Vanguard Group Inc. is shifting some of its proxy voting power to its 25 subadvisers, which collectively manage more than $471 billion in equity assets for the Malvern, Pa.-based firm.
Responsible investing experts are waiting to see how the new arrangement will play out between $5.2 trillion Vanguard and its external managers, including whether Vanguard will improve its own voting record on climate change and sustainability issues.
The decision, announced on April 26, marks a move away from Vanguard's previous protocol, in which all proxy voting for its funds was administered centrally by its investment stewardship team. By the end of 2019, Vanguard expects to complete the transition of proxy voting responsibilities for its externally managed funds.
"This decision is part of a much broader message around our evolving approach to investment stewardship," said Glenn Booraem, a principal and investment stewardship officer at Vanguard.
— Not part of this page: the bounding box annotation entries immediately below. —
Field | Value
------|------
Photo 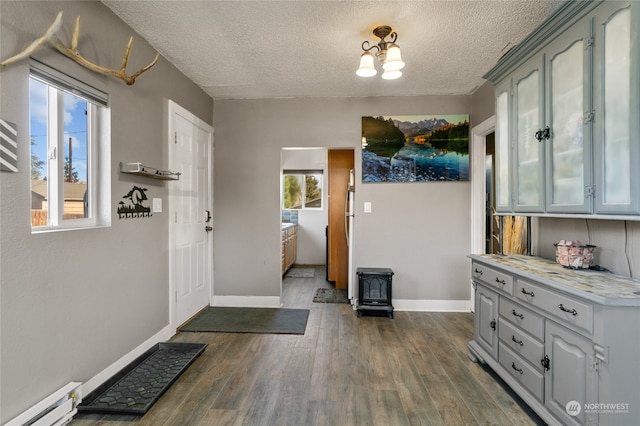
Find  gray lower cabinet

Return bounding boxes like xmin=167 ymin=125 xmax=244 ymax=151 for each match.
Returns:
xmin=545 ymin=321 xmax=595 ymax=425
xmin=474 ymin=286 xmax=498 ymax=358
xmin=469 ymin=255 xmax=640 ymax=425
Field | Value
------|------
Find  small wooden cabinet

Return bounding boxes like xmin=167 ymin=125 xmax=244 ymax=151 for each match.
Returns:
xmin=469 ymin=255 xmax=640 ymax=425
xmin=282 ymin=224 xmax=298 ymax=275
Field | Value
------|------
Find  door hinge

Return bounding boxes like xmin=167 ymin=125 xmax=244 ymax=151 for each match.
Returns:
xmin=584 ymin=37 xmax=594 ymax=49
xmin=584 ymin=111 xmax=596 ymax=123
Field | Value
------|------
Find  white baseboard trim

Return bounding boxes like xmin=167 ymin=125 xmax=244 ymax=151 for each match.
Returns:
xmin=211 ymin=296 xmax=282 ymax=308
xmin=391 ymin=299 xmax=471 ymax=312
xmin=82 ymin=325 xmax=176 ymax=395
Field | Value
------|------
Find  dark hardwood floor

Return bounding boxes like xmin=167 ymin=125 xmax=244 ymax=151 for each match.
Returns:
xmin=71 ymin=266 xmax=544 ymax=426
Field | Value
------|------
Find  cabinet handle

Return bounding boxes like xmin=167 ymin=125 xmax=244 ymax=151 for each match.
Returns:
xmin=542 ymin=126 xmax=551 ymax=140
xmin=558 ymin=303 xmax=578 ymax=317
xmin=534 ymin=129 xmax=542 ymax=142
xmin=520 ymin=288 xmax=535 ymax=297
xmin=540 ymin=355 xmax=551 ymax=371
xmin=511 ymin=362 xmax=524 ymax=374
xmin=534 ymin=126 xmax=551 ymax=142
The move helps "ensure that the companies in which we invest, or (external managers) invest through our funds, are governed well and governed in alignment with their long-term strategy to create value for our end investors," Mr. Booraem continued.
In migrating voting power to its subadvisers, Vanguard seeks to better integrate the investment management process for each fund with the proxy voting and engagement work subadvisers already do with portfolio companies, he explained.
With the transition, Vanguard's largest subadviser by assets, Wellington Management Co., Boston, will be granted the greatest share of voting power, Mr. Booraem confirmed. Wellington manages about $230 billion in equity assets across Vanguard's funds, the company confirmed.
Vanguard is passing proxy voting duties to external managers of its funds, but, across the industry, asset managers take varied approaches to the voting process, according to Morningstar Inc., Chicago.
"There are a number of ways in which proxy votes can be divided or decentralized within (fund) complexes," said Toronto-based Jackie Cook, director, stewardship research at Morningstar.
Some fund managers have a system in which individual portfolio managers can debate major issues impacting companies in which they hold shares, "and you don't have one governance committee that hands down the vote," Ms. Cook said, adding that the process can range from "completely centralized on one hand or decentralized on the other."